The General Data Protection Regulation (GDPR) is EU legislation which updates privacy law across Europe. It aims to keep people’s personal information safer and to give people more say on how their information is used.

What is personal information?

By personal information, we mean any data that could identify you as a living individual.  This could include anything from your email address to a photograph, location data on your phone to a medical record.

GDPR came into effect on 25 May 2018 and so you will start to see some changes in how we handle your calls and queries so that we comply with the new rules and make sure you understand what we are doing with your personal information.

We’ve always taken our responsibilities about how we use and secure your personal information seriously. These new regulations build on what we already do and introduce some new processes that make it easier for you to learn about what we do with your information. It will mean that you have more rights about how your information is used.

You can also find a wealth of GDPR information on the Information Commissioner’s Office website.

What are your rights?

The General Data Protection Regulation provides a number of rights for individuals. These are:

You have a right to be informed about the collection of your personal data and how it will be used.

This will include why your personal data is being used, how long it will be kept for and who it will be shared with.

This is called privacy information and must be supplied to you.​

You have the right to access any personal data an organisation holds on you.

Once requested this data needs to be provided to you within a month.​

​You have a right to have any inaccurate personal data corrected if it is inaccurate.

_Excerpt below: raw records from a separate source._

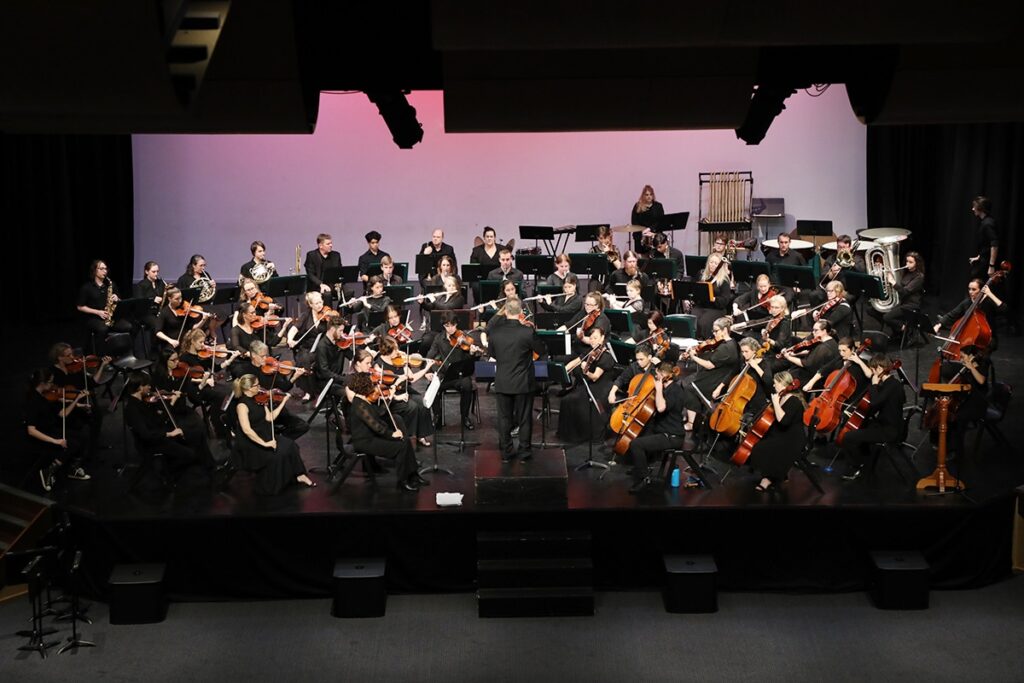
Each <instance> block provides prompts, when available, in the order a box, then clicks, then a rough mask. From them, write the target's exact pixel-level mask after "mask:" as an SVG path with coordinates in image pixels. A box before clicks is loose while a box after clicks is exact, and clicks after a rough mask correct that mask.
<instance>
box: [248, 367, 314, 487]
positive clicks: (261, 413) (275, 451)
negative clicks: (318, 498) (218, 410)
mask: <svg viewBox="0 0 1024 683" xmlns="http://www.w3.org/2000/svg"><path fill="white" fill-rule="evenodd" d="M260 393H261V389H260V386H259V380H257V379H256V377H255V376H254V375H245V376H243V377H240V378H239V379H237V380H234V398H236V405H234V416H236V420H237V427H238V429H237V430H236V451H237V452H238V456H239V460H240V465H241V467H242V468H244V469H247V470H251V471H254V472H256V473H257V474H256V488H257V492H258V493H261V494H267V495H273V494H280V493H281V492H283V490H285V488H287V487H288V486H290V485H292V484H293V483H300V484H303V485H304V486H315V485H316V484H315V483H314V482H313V480H312V479H310V478H309V476H308V475H307V474H306V466H305V465H304V464H303V463H302V457H301V456H300V455H299V446H298V444H296V443H295V441H293V440H292V439H290V438H288V437H287V436H284V435H283V434H279V433H276V431H275V430H274V427H273V421H274V420H276V419H278V416H279V415H280V413H281V412H282V411H283V409H284V407H285V403H286V402H287V401H288V396H285V397H284V398H282V399H281V402H278V401H276V400H273V397H272V395H271V396H270V398H269V399H268V400H267V402H265V403H263V402H260V400H258V399H257V396H258V395H259V394H260ZM271 403H272V410H271Z"/></svg>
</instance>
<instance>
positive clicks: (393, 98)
mask: <svg viewBox="0 0 1024 683" xmlns="http://www.w3.org/2000/svg"><path fill="white" fill-rule="evenodd" d="M364 92H366V93H367V97H369V98H370V101H372V102H373V103H374V104H376V105H377V111H378V112H380V115H381V118H382V119H384V123H386V124H387V129H388V130H390V131H391V139H392V140H394V143H395V144H397V145H398V147H399V148H400V150H412V148H413V145H414V144H416V143H417V142H419V141H420V140H422V139H423V125H422V124H421V123H420V122H419V121H418V120H417V119H416V108H414V106H413V105H412V104H410V103H409V100H408V99H406V95H408V94H409V90H365V91H364Z"/></svg>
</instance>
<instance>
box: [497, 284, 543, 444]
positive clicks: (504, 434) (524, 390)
mask: <svg viewBox="0 0 1024 683" xmlns="http://www.w3.org/2000/svg"><path fill="white" fill-rule="evenodd" d="M521 313H522V302H521V301H520V300H519V299H518V298H515V297H509V298H508V299H506V301H505V316H504V317H502V318H499V319H497V321H496V322H495V324H494V325H493V327H492V329H490V332H489V334H488V335H487V337H488V338H489V344H488V346H489V352H490V355H492V356H493V357H494V358H495V366H496V368H495V386H494V389H495V394H496V396H497V398H498V447H499V449H500V450H501V452H502V462H506V463H508V462H511V461H512V460H514V459H515V457H516V456H517V455H518V456H519V457H520V458H521V459H522V460H524V461H525V460H529V459H530V458H531V457H532V455H534V453H532V449H534V444H532V443H531V440H532V435H534V419H532V418H534V416H532V413H534V394H535V393H536V391H537V380H536V379H535V377H534V355H532V353H534V348H535V346H536V345H537V339H536V335H535V334H534V329H532V328H530V327H528V326H526V325H523V324H522V323H521V322H520V321H519V316H520V314H521ZM514 425H518V426H519V449H518V450H514V449H513V446H512V427H513V426H514Z"/></svg>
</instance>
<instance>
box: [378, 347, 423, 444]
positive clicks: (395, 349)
mask: <svg viewBox="0 0 1024 683" xmlns="http://www.w3.org/2000/svg"><path fill="white" fill-rule="evenodd" d="M379 348H380V353H378V354H377V357H376V359H375V360H374V365H376V367H377V368H378V369H379V371H380V373H381V377H382V381H383V383H384V385H385V387H386V388H387V389H388V391H389V393H390V396H389V397H382V400H388V401H390V407H391V413H392V414H394V415H396V416H399V417H400V418H401V419H402V421H403V422H404V423H406V435H407V437H408V438H409V439H410V440H411V441H412V443H413V446H414V447H415V446H416V444H417V440H418V441H419V444H420V445H423V446H429V445H430V436H431V435H432V434H433V433H434V423H433V420H432V419H431V418H430V411H429V410H428V409H427V408H426V407H425V405H424V404H423V401H422V400H421V399H420V397H419V396H418V395H412V393H411V392H410V390H409V385H410V384H412V383H413V382H416V381H418V380H419V379H420V378H421V377H423V376H425V375H426V374H427V372H429V371H428V369H427V368H426V367H425V368H424V369H423V370H421V371H420V372H419V373H413V372H412V371H411V370H410V368H409V366H408V364H406V362H403V360H404V358H403V357H402V356H401V354H400V353H399V352H398V344H397V343H395V341H394V339H393V338H391V337H388V336H387V335H384V336H382V337H381V338H380V346H379ZM399 364H400V365H399Z"/></svg>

You can make this request both verbally or in writing and any such request must be responded to within one month. 

In certain circumstances you can be refused such a request.

To make a request please use the Personal data enquiry form.

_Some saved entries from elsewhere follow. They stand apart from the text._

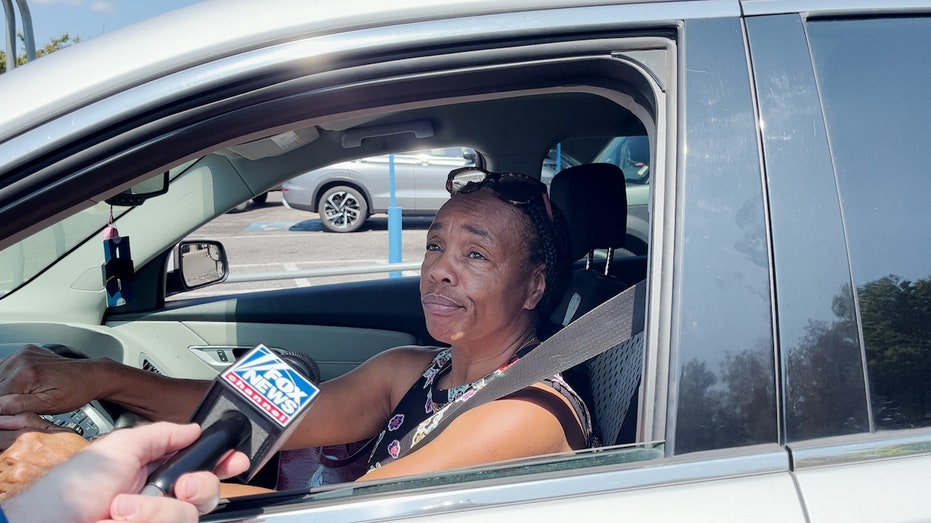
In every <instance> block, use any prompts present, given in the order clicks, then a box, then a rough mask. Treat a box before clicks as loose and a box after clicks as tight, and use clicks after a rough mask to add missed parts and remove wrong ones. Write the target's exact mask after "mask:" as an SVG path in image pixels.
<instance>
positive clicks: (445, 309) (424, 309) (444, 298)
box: [420, 293, 462, 314]
mask: <svg viewBox="0 0 931 523" xmlns="http://www.w3.org/2000/svg"><path fill="white" fill-rule="evenodd" d="M420 303H421V304H423V309H424V311H426V312H429V313H431V314H451V313H453V312H455V311H457V310H459V309H461V308H462V306H461V305H459V304H458V303H456V302H455V301H454V300H452V299H450V298H447V297H446V296H443V295H442V294H432V293H431V294H425V295H424V296H423V297H422V298H421V299H420Z"/></svg>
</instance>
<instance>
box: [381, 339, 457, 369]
mask: <svg viewBox="0 0 931 523" xmlns="http://www.w3.org/2000/svg"><path fill="white" fill-rule="evenodd" d="M448 350H449V349H447V348H443V347H430V346H422V345H403V346H400V347H394V348H392V349H388V350H386V351H384V352H382V353H379V354H378V355H377V356H375V357H374V358H372V361H377V365H378V366H379V367H381V368H386V369H391V371H392V372H395V373H397V372H401V373H403V372H404V371H409V372H414V373H416V374H418V375H419V374H420V373H422V372H423V371H424V369H426V368H427V367H428V366H429V365H430V363H431V362H432V361H433V360H434V359H435V358H436V357H437V356H439V355H440V354H442V353H443V352H444V351H448Z"/></svg>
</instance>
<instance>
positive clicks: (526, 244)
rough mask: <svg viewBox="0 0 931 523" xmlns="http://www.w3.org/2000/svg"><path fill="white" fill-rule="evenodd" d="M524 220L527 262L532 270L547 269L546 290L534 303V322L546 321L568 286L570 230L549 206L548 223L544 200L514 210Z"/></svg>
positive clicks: (531, 203)
mask: <svg viewBox="0 0 931 523" xmlns="http://www.w3.org/2000/svg"><path fill="white" fill-rule="evenodd" d="M515 208H516V209H518V210H519V211H520V212H521V214H523V215H524V216H525V217H526V218H527V223H526V225H527V227H526V229H527V232H528V233H529V234H528V235H527V240H526V246H527V261H528V263H529V264H530V265H531V266H533V265H537V264H540V263H542V264H544V265H545V266H546V271H545V272H546V289H545V290H544V291H543V296H542V297H541V298H540V302H539V303H537V307H536V310H537V321H538V322H542V321H545V320H546V319H547V318H548V317H549V315H550V313H551V312H553V310H554V309H555V308H556V306H557V305H559V302H560V300H562V295H563V293H564V292H565V291H566V287H567V286H568V284H569V274H570V272H571V270H572V260H570V259H569V258H570V254H569V228H568V226H567V225H566V220H565V218H564V217H563V215H562V212H560V210H559V208H558V207H556V206H555V205H554V204H553V203H552V202H550V208H551V209H552V211H553V218H552V219H550V216H549V213H548V212H547V209H546V206H545V205H544V203H543V198H534V199H533V200H531V201H530V203H528V204H527V205H519V206H515Z"/></svg>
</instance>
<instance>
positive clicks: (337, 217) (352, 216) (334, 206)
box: [317, 185, 369, 232]
mask: <svg viewBox="0 0 931 523" xmlns="http://www.w3.org/2000/svg"><path fill="white" fill-rule="evenodd" d="M317 211H318V212H319V213H320V221H322V222H323V226H324V227H326V228H327V229H328V230H330V231H333V232H354V231H357V230H359V228H360V227H362V224H363V223H365V220H366V219H368V217H369V215H368V212H369V209H368V204H367V203H365V198H364V197H363V196H362V194H361V193H359V191H357V190H356V189H353V188H352V187H346V186H344V185H339V186H336V187H331V188H329V189H327V190H326V192H324V193H323V196H321V197H320V202H319V203H318V204H317Z"/></svg>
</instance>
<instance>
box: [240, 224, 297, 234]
mask: <svg viewBox="0 0 931 523" xmlns="http://www.w3.org/2000/svg"><path fill="white" fill-rule="evenodd" d="M292 225H294V222H252V223H250V224H249V226H248V227H246V229H245V230H246V232H268V231H287V230H289V229H290V228H291V226H292Z"/></svg>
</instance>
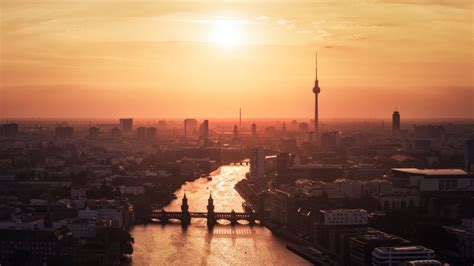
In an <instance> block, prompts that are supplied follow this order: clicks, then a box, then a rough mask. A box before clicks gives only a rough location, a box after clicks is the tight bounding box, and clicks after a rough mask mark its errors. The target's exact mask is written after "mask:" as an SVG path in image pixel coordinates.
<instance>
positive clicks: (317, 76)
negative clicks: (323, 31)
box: [314, 50, 318, 80]
mask: <svg viewBox="0 0 474 266" xmlns="http://www.w3.org/2000/svg"><path fill="white" fill-rule="evenodd" d="M314 59H315V60H314V61H315V77H316V80H318V50H316V52H315V58H314Z"/></svg>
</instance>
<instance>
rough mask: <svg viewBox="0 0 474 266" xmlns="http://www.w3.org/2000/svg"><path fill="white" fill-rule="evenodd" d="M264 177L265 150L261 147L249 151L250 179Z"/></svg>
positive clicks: (264, 170)
mask: <svg viewBox="0 0 474 266" xmlns="http://www.w3.org/2000/svg"><path fill="white" fill-rule="evenodd" d="M264 177H265V150H264V149H263V148H262V147H256V148H252V149H250V179H254V180H256V179H262V178H264Z"/></svg>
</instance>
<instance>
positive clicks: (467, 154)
mask: <svg viewBox="0 0 474 266" xmlns="http://www.w3.org/2000/svg"><path fill="white" fill-rule="evenodd" d="M464 164H465V168H466V172H472V171H473V170H474V169H473V167H474V138H472V139H468V140H466V143H465V144H464Z"/></svg>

You can find out more about your rights on the ICO website.

​Under this right you can make a request to have the personal data an organisation holds on you erased.

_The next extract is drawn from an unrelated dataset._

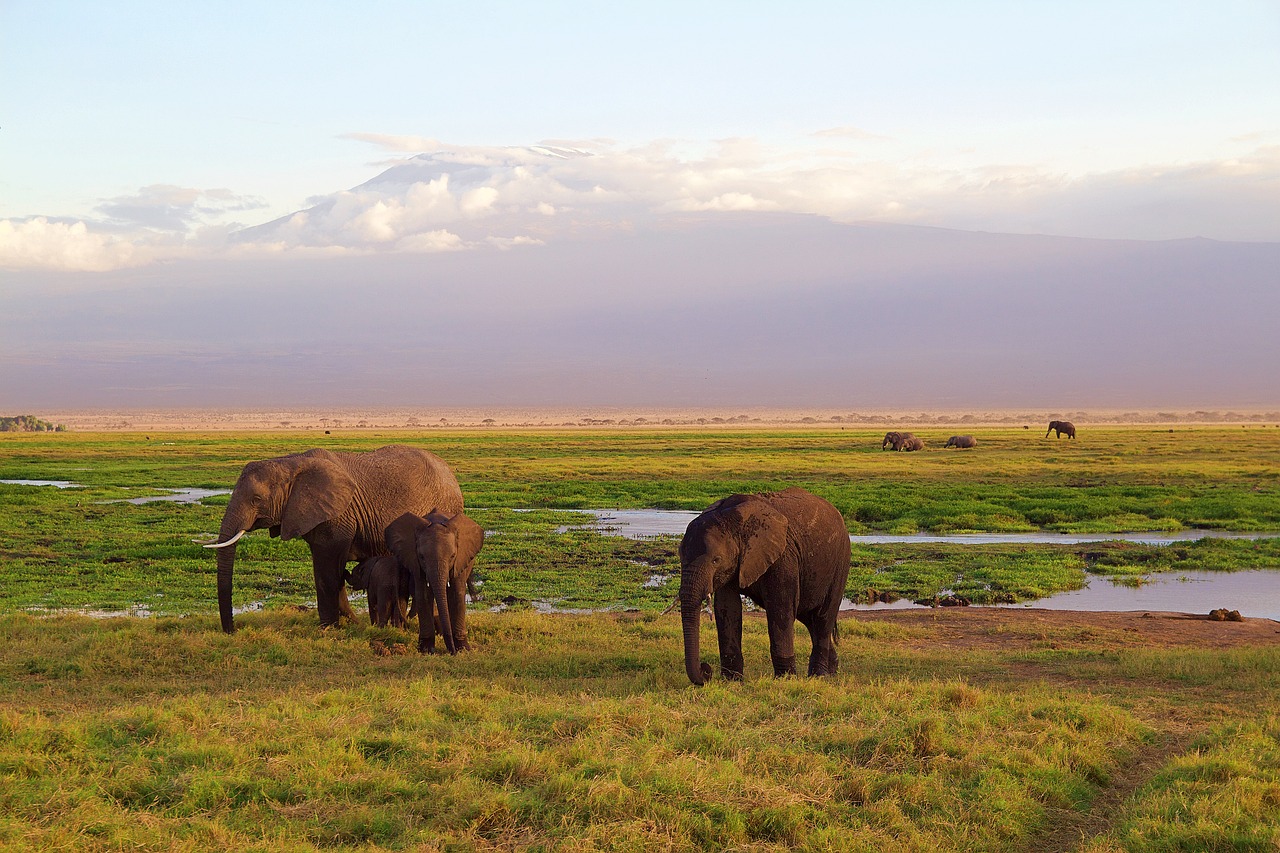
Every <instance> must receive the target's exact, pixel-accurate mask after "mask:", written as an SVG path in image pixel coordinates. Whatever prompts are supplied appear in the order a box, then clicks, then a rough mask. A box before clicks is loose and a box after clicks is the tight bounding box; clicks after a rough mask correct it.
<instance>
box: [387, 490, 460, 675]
mask: <svg viewBox="0 0 1280 853" xmlns="http://www.w3.org/2000/svg"><path fill="white" fill-rule="evenodd" d="M385 533H387V547H388V548H390V551H392V553H393V555H396V560H398V561H399V565H401V566H403V567H404V569H406V570H407V571H408V574H410V575H411V576H412V579H413V602H415V605H416V606H417V651H420V652H426V653H429V654H430V653H434V652H435V626H436V620H439V628H440V634H442V635H443V637H444V647H445V648H447V649H448V652H449V654H457V653H458V652H460V651H463V649H467V648H470V646H468V644H467V581H468V580H470V578H471V571H472V569H474V567H475V558H476V555H477V553H480V548H483V547H484V528H481V526H480V525H479V524H476V523H475V521H472V520H471V519H470V517H467V516H466V515H463V514H462V512H457V514H453V515H448V514H443V512H430V514H428V515H426V516H420V515H416V514H413V512H406V514H404V515H402V516H399V517H398V519H396V520H394V521H392V523H390V524H389V525H387V532H385ZM433 605H434V607H435V611H436V612H435V617H434V619H433V616H431V607H433Z"/></svg>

You can make this request either verbally or in writing and any organisation must respond within a month.

This right is not absolute and only applies in certain circumstances.

To make a request please use the Personal data enquiry form. 

You can find out more about your rights on the ICO website.

​You have a right to request the restriction or suppression of personal data.

You can make this request verbally or in writing and you must be responded to within a month.

This means that while organisations can continue to hold your data they cannot use it.

This right is not absolute and only applies in certain circumstances.

To make a request please use the Personal data enquiry form.

Find out more about your rights on the ICO website.

This right allows you to get your own data from an organisation and then use this for your own purposes.

This means you can move, copy or transfer personal data easily from one IT system to another.

This could help you access services which can then use this data to help find you a better deal or price for something.

You can make this request verbally or in writing and you must be responded to within a month.​

To make a request please use the Personal data enquiry form.

You have the right to object to the processing of data based on your interests, for use in direct marketing and for the purposes of scientific and historical research and statistics.

Organisations have one month to respond to any objection you raise.​

To make an request please use the Personal data enquiry form.

You can find out more about your rights on the ICO website.

​The new regulations give you rights around your data when dealing with automated decision making.

This might mean when you are inputting details online and where decisions are made based on those details without human involvement. 

This also includes the profiling of your data – for example, where websites suggest things you might be interested in based on items you’ve previously viewed.